Evidence that Size Matters in Two-Tier Market

July, 2008

The latest market forecast by global construction consultancy Davis Langdon has found increasing evidence of a two- or even three-tier market with small and medium-sized construction firms feeling the crunch with declining workloads whilst large contractors continue to have full order books.

Larger contractors benefit from less competition for the bigger projects and the longer timeframes involved means that work will carry them through into 2009.  There is little evidence of increased competition or sharper pricing at the top end of the market and buying some trades on budget remains a problem at present.  In addition, larger projects have generally been more exposed to rising commodity costs and exchange-rate-driven inflation over the last year and, as a result, suffered higher inflation levels.

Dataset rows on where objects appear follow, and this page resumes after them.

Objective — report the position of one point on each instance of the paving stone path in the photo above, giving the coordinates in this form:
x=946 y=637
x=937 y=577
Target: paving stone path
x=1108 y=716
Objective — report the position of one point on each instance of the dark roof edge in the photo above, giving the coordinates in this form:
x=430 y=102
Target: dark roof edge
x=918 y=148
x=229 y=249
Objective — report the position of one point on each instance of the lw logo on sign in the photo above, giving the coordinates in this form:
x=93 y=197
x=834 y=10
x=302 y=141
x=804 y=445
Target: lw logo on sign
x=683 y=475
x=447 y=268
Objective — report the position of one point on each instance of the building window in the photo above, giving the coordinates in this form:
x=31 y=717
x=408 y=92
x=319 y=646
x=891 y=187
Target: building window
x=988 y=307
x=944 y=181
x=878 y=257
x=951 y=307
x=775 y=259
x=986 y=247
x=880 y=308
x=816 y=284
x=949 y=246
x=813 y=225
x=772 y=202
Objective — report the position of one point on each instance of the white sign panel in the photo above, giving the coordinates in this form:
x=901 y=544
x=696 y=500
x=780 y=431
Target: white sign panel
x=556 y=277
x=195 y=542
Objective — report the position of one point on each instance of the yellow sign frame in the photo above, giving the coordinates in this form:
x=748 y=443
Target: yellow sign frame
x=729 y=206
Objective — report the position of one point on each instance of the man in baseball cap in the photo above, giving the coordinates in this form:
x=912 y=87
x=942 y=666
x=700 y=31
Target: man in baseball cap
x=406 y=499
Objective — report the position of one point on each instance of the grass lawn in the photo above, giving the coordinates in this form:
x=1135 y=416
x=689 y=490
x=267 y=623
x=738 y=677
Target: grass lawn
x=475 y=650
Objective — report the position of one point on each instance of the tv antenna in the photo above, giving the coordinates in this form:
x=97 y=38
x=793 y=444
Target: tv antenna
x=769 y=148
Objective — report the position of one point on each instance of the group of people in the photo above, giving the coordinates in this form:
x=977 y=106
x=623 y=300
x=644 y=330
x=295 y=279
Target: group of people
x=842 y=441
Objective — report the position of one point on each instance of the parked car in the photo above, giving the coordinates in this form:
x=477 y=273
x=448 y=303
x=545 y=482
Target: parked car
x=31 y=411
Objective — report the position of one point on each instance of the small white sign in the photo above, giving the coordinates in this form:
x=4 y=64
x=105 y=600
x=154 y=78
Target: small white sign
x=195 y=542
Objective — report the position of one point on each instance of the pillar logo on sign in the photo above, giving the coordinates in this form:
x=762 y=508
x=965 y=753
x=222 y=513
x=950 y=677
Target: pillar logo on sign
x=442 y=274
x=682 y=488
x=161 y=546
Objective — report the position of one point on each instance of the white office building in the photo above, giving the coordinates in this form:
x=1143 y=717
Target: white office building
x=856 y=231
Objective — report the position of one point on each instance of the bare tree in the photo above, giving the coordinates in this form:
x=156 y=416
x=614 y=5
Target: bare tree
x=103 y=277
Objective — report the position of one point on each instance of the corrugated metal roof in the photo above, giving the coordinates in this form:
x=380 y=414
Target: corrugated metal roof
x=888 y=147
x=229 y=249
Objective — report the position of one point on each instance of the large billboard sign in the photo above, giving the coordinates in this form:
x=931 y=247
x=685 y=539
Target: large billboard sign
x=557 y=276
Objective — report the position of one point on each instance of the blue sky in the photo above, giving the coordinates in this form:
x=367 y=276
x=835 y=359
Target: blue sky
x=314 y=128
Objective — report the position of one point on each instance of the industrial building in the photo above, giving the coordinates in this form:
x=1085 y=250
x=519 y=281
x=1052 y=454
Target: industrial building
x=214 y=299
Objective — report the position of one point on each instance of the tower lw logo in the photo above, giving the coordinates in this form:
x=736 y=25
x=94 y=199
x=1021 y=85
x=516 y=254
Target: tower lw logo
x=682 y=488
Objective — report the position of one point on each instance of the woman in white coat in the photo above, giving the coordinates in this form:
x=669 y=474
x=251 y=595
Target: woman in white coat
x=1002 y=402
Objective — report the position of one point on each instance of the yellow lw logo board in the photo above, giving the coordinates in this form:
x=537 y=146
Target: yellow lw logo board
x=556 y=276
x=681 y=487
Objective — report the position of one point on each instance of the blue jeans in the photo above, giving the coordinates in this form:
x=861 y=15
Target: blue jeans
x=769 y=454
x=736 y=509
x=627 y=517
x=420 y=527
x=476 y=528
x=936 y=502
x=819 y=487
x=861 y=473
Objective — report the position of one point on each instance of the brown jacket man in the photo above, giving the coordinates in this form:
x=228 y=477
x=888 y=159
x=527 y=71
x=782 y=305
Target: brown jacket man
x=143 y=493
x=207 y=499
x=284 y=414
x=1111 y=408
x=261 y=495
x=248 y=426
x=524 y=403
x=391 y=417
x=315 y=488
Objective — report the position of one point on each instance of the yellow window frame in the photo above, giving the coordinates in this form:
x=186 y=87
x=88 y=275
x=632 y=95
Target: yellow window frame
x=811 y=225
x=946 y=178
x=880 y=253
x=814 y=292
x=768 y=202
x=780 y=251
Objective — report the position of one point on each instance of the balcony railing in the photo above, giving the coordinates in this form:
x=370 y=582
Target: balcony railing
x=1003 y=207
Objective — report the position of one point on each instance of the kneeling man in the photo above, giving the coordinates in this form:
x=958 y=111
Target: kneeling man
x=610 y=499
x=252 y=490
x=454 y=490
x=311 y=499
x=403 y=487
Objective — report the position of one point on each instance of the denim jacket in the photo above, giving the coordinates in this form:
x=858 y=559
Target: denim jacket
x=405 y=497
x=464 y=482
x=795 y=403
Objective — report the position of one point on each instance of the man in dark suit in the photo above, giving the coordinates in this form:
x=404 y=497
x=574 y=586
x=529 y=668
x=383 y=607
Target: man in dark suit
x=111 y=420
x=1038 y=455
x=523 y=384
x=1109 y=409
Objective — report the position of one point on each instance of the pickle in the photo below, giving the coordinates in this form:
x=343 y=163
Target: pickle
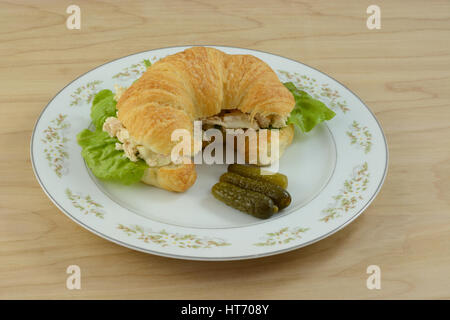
x=279 y=196
x=251 y=202
x=255 y=173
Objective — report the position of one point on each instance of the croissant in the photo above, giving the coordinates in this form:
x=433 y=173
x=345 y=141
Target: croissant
x=197 y=84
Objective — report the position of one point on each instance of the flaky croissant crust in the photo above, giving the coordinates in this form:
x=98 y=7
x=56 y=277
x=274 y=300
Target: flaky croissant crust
x=194 y=84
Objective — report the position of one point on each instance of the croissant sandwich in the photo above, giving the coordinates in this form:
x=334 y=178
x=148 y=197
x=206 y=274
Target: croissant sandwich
x=133 y=136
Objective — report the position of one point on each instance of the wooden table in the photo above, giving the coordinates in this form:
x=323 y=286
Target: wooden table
x=402 y=71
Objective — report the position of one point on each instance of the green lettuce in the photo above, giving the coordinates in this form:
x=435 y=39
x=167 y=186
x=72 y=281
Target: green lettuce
x=99 y=149
x=308 y=112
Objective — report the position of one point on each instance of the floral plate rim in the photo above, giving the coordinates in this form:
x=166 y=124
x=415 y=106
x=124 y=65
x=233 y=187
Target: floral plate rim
x=213 y=258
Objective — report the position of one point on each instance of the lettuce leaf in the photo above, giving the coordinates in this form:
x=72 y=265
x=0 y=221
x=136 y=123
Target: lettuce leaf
x=99 y=149
x=308 y=112
x=103 y=106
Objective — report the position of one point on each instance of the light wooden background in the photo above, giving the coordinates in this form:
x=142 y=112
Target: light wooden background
x=401 y=71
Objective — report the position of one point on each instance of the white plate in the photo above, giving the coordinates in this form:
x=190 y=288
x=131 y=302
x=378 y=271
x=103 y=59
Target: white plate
x=334 y=172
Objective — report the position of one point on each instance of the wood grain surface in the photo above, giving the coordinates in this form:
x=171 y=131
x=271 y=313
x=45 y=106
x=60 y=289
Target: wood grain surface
x=402 y=71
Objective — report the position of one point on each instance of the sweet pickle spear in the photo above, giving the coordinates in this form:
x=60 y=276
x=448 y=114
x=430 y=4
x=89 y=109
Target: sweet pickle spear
x=279 y=196
x=255 y=173
x=248 y=201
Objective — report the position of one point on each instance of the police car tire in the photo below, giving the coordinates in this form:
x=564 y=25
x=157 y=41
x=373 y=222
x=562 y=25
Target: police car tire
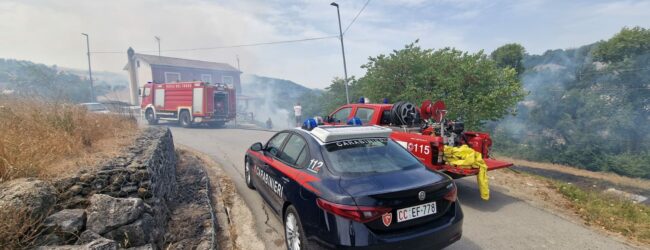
x=248 y=178
x=304 y=244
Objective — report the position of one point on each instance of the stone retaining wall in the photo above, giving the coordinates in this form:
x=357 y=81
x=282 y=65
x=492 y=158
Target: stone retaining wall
x=123 y=203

In contrast there is increasing competition on the smaller projects forcing contractors to lower their overheads and profit provision and to accept more varied procurement types, such as single-stage tendering.  With a continuing industry decline and more smaller and medium sized contractors looking for work, cut-throat market conditions could soon ensue.  Over the coming year contractors of all sizes will be hungrier for more work but are also likely to face higher wages and increased material costs. 

Central London skylines continue to be dominated by cranes and several large schemes have just recently got underway, creating a cushion of activity for major contractors and subcontractors.  London contractors will also be kept busy by the Olympics and infrastructure projects coinciding with the decline of private sector commercial projects.  However, other cities will not be so fortunate.

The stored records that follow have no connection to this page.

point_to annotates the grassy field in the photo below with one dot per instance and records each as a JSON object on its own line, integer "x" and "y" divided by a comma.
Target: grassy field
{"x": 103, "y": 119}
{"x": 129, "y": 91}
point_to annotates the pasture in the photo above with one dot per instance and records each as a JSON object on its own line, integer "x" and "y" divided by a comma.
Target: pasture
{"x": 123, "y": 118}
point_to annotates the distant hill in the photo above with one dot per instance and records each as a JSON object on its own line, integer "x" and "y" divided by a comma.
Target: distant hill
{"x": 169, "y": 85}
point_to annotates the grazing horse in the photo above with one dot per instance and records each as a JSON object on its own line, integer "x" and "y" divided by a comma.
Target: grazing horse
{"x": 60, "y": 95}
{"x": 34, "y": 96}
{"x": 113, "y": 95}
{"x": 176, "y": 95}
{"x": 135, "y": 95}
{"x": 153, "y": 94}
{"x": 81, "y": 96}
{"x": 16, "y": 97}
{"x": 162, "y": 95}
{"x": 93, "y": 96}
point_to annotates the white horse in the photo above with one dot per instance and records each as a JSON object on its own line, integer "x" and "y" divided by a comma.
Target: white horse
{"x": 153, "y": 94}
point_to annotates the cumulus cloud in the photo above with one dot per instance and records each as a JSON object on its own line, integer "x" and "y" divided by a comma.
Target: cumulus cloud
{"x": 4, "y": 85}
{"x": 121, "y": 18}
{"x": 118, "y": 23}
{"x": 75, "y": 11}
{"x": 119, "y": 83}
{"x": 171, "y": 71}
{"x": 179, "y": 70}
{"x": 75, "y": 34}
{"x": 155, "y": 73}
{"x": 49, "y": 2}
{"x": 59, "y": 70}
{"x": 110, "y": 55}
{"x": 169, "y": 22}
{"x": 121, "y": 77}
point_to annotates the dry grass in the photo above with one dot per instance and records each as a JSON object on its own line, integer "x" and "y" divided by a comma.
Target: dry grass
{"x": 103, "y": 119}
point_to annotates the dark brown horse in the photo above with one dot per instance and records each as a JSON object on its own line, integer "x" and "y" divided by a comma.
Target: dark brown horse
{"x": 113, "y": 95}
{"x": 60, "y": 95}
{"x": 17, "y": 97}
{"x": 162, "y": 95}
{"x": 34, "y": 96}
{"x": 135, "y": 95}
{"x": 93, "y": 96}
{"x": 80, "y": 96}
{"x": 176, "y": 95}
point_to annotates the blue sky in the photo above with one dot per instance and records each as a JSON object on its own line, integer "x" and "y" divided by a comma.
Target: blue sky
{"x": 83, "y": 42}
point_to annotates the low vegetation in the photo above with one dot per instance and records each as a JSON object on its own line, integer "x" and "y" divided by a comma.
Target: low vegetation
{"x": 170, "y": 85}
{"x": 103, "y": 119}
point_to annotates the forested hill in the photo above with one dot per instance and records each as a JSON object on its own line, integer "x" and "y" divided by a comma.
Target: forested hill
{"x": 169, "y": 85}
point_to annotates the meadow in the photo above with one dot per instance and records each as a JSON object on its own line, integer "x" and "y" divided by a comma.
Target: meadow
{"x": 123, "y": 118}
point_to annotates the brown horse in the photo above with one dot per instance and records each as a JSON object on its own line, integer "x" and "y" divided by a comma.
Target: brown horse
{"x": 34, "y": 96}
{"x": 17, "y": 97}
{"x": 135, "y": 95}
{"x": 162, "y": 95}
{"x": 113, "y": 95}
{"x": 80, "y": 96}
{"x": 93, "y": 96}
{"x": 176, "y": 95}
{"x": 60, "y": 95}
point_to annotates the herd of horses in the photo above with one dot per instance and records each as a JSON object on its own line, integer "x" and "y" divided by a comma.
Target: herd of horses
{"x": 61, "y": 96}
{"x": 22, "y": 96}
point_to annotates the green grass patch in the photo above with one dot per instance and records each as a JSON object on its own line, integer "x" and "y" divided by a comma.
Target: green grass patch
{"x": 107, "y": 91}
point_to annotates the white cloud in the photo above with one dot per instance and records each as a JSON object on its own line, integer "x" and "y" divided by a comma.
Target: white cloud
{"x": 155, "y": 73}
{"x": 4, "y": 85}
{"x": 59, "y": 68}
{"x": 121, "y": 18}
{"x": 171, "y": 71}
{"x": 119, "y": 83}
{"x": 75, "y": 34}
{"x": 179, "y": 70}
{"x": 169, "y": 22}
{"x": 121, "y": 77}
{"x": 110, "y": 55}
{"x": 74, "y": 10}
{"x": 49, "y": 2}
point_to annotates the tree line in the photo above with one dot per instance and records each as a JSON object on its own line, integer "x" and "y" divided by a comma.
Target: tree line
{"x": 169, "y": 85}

Inflation over the next two years should reduce for most construction work.  London prices are expected to rise by 3 to 5% per annum with activity being maintained by the Olympics and infrastructure work.  Outside of London, falling demand and increased competition for work will lead to lower price rises and inflation as low as 2-3% or possibly even a negative figure some time over the next 24 months. 

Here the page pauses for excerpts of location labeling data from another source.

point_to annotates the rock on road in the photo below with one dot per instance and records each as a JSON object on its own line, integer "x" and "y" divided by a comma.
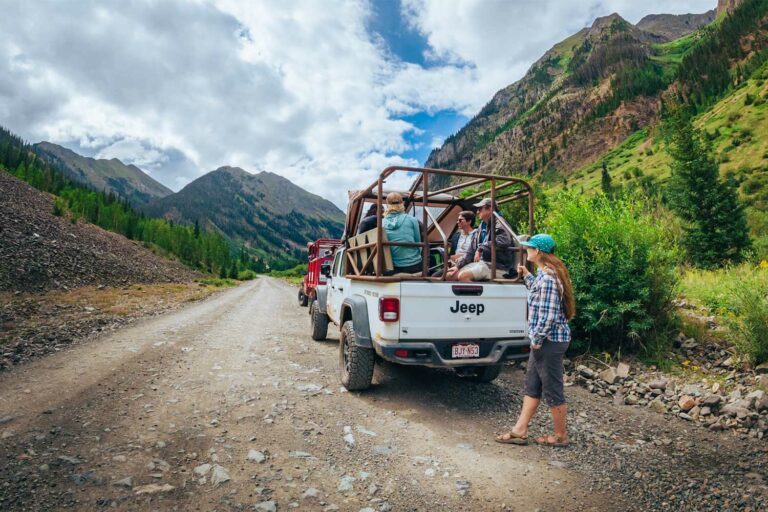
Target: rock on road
{"x": 229, "y": 405}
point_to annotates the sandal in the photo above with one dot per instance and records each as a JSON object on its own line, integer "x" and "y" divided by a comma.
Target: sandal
{"x": 512, "y": 438}
{"x": 557, "y": 442}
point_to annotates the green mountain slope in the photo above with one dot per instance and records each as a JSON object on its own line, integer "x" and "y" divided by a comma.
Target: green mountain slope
{"x": 590, "y": 97}
{"x": 737, "y": 128}
{"x": 266, "y": 212}
{"x": 583, "y": 97}
{"x": 127, "y": 181}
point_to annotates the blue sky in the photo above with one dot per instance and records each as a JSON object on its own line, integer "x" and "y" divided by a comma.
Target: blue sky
{"x": 407, "y": 44}
{"x": 326, "y": 93}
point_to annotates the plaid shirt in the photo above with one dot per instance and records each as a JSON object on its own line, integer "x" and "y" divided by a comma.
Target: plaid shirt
{"x": 546, "y": 318}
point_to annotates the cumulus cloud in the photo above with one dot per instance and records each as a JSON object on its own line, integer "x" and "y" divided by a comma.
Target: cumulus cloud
{"x": 301, "y": 88}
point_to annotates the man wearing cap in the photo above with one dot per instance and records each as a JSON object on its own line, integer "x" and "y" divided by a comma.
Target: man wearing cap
{"x": 475, "y": 265}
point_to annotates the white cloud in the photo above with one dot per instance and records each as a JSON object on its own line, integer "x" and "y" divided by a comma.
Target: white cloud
{"x": 300, "y": 88}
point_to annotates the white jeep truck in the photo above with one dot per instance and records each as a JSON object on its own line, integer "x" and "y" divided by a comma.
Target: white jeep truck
{"x": 424, "y": 320}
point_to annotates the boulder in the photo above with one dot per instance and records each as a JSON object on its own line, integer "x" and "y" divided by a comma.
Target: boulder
{"x": 691, "y": 389}
{"x": 609, "y": 375}
{"x": 738, "y": 408}
{"x": 657, "y": 406}
{"x": 686, "y": 403}
{"x": 586, "y": 372}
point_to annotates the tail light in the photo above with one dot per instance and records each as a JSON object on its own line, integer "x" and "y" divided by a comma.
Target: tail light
{"x": 389, "y": 309}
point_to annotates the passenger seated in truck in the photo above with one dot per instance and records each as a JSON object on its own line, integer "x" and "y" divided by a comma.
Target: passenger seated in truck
{"x": 475, "y": 265}
{"x": 369, "y": 220}
{"x": 462, "y": 239}
{"x": 401, "y": 227}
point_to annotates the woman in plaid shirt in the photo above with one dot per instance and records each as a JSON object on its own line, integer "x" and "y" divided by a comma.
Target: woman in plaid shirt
{"x": 550, "y": 306}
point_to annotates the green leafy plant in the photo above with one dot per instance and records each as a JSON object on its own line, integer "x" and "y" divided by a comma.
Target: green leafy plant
{"x": 622, "y": 262}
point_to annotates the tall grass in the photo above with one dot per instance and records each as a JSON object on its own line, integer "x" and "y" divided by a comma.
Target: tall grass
{"x": 738, "y": 295}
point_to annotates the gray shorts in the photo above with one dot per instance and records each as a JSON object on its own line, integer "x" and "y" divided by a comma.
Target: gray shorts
{"x": 545, "y": 373}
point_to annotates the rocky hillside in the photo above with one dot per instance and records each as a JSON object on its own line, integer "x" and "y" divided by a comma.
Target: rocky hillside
{"x": 581, "y": 99}
{"x": 127, "y": 181}
{"x": 669, "y": 27}
{"x": 40, "y": 251}
{"x": 265, "y": 211}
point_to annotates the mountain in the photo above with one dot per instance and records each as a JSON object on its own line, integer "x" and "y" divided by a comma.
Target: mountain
{"x": 590, "y": 92}
{"x": 670, "y": 27}
{"x": 582, "y": 97}
{"x": 127, "y": 181}
{"x": 40, "y": 250}
{"x": 265, "y": 211}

Peter Fordham, author of the report said, “If the slowdown in Western economies helps to cool commodity prices and labour rates drop in a chase for work, we could see construction prices coming down” 

The Construction Industry Joint Council has recently raised the minimum basic wage of directly employed operatives by 6% and small and medium-sized builders raised their wages by 3.5% to 4.5% in line with the BATJIC agreement.  The egress of Eastern European labourers back home due to more work and the weakening pound may begin to herald the return of labour shortages and resulting labour cost rises.  On the other hand, the slowing housing sector has led to reduced wage demands from carpenters and bricklayers.

Materials prices rose by 3.6% in the first five months of 2008, dominated by steel price rises which, owing to global demand, have far exceeded other increases. Fabricated steel is up by 14%, reinforcement steel has risen by 19% and Corus have increased their prices for structural sections by £140 a tonne with more to come.  The steep rises have led subcontractors to refuse to fix prices in contracts, leaving clients exposed to further hikes and being a particular risk for larger projects.

Whilst the price of oil may have peaked at $145 (£72) a barrel and now be in decline, gas and electricity prices showed no sign of their usual seasonal price fall after the winter.